After each new paint, wash, or glaze you simply pose the model next to the paint pot you just used, making sure that you can clearly see the color's name and where you've painted. Snap a picture. Not only has your picture "written down" what paint you used, but also where to place it on your model. String enough of those together and you've got a ready-made recipe for making your second, third, or eleventy-first wave of troops match the first.

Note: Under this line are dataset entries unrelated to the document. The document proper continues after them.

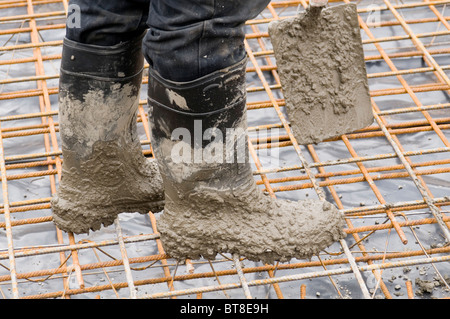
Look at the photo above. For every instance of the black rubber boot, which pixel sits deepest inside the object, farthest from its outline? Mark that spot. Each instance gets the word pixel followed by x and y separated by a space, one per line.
pixel 213 204
pixel 104 172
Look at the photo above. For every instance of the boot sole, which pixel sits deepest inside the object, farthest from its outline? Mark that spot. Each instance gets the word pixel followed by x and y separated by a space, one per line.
pixel 78 219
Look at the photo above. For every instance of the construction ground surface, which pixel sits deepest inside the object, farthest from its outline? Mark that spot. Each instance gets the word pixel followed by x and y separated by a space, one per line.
pixel 391 179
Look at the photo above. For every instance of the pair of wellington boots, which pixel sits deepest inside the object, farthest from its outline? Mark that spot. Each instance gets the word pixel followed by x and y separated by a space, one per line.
pixel 201 178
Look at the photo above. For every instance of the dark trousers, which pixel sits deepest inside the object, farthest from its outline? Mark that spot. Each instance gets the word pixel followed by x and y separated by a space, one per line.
pixel 186 39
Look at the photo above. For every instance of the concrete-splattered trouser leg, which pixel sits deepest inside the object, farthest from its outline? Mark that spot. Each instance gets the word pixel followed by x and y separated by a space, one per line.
pixel 104 171
pixel 197 100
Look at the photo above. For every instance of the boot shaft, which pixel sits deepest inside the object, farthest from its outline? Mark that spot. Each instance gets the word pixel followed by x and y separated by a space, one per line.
pixel 199 129
pixel 99 94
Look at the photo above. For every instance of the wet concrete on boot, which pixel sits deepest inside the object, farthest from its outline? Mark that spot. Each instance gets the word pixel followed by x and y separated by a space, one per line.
pixel 322 72
pixel 213 208
pixel 104 172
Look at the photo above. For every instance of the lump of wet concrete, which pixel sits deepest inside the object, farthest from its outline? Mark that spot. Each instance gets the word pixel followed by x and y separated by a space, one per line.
pixel 322 71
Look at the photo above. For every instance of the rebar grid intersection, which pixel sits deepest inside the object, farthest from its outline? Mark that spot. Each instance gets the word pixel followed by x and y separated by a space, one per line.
pixel 389 179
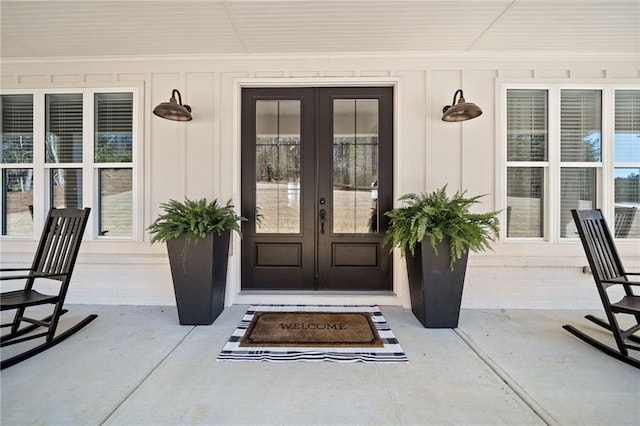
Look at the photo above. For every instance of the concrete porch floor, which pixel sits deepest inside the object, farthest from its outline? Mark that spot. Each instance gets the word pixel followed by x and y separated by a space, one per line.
pixel 135 365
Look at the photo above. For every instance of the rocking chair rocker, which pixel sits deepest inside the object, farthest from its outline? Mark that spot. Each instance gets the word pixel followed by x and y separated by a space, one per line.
pixel 608 272
pixel 54 260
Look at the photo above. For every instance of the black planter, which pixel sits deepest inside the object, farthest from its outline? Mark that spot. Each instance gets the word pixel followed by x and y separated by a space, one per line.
pixel 199 272
pixel 435 289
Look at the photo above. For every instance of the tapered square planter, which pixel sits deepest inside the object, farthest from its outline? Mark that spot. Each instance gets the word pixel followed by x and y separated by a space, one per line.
pixel 199 272
pixel 435 289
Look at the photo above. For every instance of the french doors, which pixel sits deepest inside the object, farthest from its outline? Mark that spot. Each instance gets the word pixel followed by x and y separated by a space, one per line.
pixel 316 180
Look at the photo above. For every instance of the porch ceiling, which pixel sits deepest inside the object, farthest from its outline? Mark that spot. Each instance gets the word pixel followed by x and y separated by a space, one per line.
pixel 94 28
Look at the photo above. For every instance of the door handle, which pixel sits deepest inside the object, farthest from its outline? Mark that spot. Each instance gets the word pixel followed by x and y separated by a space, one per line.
pixel 323 215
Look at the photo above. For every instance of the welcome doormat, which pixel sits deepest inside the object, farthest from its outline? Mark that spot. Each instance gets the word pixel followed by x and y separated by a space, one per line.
pixel 311 329
pixel 389 351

This method has served me well with models for MERCS, 40K and now Dystopian Wars.
For example, here are the pics I took for my FSA Navy:
Step 1: Tausept Ochre: applied to decking
Step 2: Orkhide Shade: applied to hull, turrets and superstructure
Step 3: Knarloc Green: over Step 2, leaving leaving Orkhide Shade in recesses
Step 4: Gryphonne Sepia: over everything painted so far
Step 5: Tin Bitz & Boltgun Metal: to the boilers and pipes
Step 6: Badab Black: to the Boltgun metal
Step 7: Shining Gold: over the Tin Bitz, leaving Tin Bitz in the recesses
Step 8: Dheneb Stone: to the interior of individual wood planks
Step 9: Ogryn Flesh: over the Tin/Gold areas
Step 10: Gryphonne Sepia: back over the decking
Step 11: Badab Black: second coat over the Boltgun Metal
Step 12: Gretchin Green: edge highlighting to the green areas
And that's it! The best part of this technique is that most of us tech-saavy enough to blog or listen to podcasts probably have a cell phone in our pocket capable of taking even mediocre pictures. These pics are destined for personal use, not Cool Mini or Not, so mediocre is fine as long as you can make out the color's name and where you put it on the model.
The hardest part, for me, is remembering to stop between steps and snap the shot. I personally find it easier to take pictures when I'm doing test or proof-of-concept models, as I'm already stopping to figure out the next color to apply.
I doubt I'm the first to use this technique, but it is something I came up with on my own, haven't seen anywhere else on the net, and have found invaluable since I started using it. Hopefully it'll be useful to some of you out there on the interwebs as well.